もしあなたが今の人生が順風満帆で、多少の不満はあれど、まともな仕事につき、まっとうな人生を歩んでいるとするならば、あなたの十分成功している。

しかしもし、あなたの人生が問題だらけで、人生行き詰まっている感が拭い去れないならば、一度親との関係を見直してみることは、決して無駄ではない。

親という障害を乗り越えること

ここで注意したいのは、「自分の人生が上手くいかないのはすべて親のせいである」と考えてしまうことである。

親の存在は果てしなく重い。そして、不可逆的に悪い影響を受けてしまうことも十二分にある。しかし、その影響を引きずるか、そこから自由になるかは、自分次第である。

実は、親と葛藤を抱えている人ほど、その問題が解決された瞬間、人生が劇的に変わることが少なくない。

「どうしても親を許せない。あのときのことが忘れられない」

そんな人ほど、親が自分にどのような影響を与えてきたのか、それを具体的に認識することが大切である。

すべてを許す必要はない

大切なのは別に親を許すことではない。「許せないことは許せない」でいいのだ。

そうではなく、重要なのはあなたがいかに親に縛られているのかを自分自身で認識することである。

縛られていることに気がつかない人は、一生そこから自由になることはできない。だからこそまず、自分が縛られているということに気がつく必要があるのだ。

自分の言動、考え方。一つ一つ、親の影響を洗い出していく。すると、驚くほどあなたは、親という存在に縛られてきているかを実感できるはずだ。

問題はそこからだ。

この親のもとで生まれた理由

別に親を許す必要はない。しかし、あなたが自分の人生の主役座から降りることを許してはいけない。

あなたはいつでも、自分を変えようと思えば変えることができる。苦難を乗り越えるために必要なことを学び、自分を成長させていくことができる。

だからこそ人生は自分次第。親の影響がどうであれ、それを乗り越えることができのだ。

むしろ、親という障害があるからこそ、あなたはあなたとしての人生を見つけることができる。そしてそこに、必然的な理由を発見することができる。

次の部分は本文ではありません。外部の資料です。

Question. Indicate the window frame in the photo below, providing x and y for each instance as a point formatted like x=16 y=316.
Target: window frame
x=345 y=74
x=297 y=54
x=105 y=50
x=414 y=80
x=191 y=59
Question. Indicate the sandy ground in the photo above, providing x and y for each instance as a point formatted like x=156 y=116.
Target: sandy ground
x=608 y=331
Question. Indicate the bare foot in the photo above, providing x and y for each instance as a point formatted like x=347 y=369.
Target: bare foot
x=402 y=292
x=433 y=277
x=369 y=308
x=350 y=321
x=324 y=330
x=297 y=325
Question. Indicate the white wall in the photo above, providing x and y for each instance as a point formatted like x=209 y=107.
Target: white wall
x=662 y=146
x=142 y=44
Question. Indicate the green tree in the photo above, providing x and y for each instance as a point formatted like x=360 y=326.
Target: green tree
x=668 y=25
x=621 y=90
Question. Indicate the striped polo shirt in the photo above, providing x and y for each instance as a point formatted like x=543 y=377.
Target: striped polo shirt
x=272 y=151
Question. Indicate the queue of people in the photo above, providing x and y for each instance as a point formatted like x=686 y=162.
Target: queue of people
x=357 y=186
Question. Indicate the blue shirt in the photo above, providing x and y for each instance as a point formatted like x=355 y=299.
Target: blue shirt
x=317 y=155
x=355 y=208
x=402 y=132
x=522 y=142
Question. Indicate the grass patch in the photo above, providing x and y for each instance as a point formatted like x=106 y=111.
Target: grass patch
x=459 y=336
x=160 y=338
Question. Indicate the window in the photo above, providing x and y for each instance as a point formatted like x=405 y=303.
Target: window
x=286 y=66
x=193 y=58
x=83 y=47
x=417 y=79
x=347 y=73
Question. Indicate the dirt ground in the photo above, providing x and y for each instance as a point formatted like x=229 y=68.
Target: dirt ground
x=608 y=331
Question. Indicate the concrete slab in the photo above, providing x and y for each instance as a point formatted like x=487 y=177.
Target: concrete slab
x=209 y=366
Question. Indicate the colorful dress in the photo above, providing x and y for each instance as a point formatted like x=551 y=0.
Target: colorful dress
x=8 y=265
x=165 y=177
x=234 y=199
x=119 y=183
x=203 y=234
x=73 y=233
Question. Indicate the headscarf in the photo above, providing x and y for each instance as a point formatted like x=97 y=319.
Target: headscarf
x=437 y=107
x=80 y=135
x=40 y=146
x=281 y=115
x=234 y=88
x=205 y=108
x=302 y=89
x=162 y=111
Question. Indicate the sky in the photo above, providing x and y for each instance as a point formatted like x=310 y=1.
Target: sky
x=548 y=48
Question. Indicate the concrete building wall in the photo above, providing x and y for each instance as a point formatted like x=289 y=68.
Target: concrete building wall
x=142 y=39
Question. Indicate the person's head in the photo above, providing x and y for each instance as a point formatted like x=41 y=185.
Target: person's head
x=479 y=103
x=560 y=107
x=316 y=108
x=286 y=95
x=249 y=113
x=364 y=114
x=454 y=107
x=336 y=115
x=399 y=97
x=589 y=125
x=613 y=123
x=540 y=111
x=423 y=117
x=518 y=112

それが分かったとき、全てが無駄ではなかったことに気がつく。

最後に

「親」という存在は果てしなく重い。そこには綺麗事では済まない様々な想いがある。

ただ、なぜその人が自分の親なのか。そして自分にどんな影響を与えてきたのか。今の自分の人生とどう関係しているのか。

これらの理由が分かったとき、あなたの人生は劇的に変わる。

今まで経験してきたことすべてが、決して無駄ではなかったことに気がつく。今の親のもとに生まれてきた意味が分かる。

それにはもしかしたら、時間がかかるかもしれない。それでも、決して自分の人生をあきらめてはいけない。

あなたがあなたとして生まれたのには、それなりの理由があるのだから。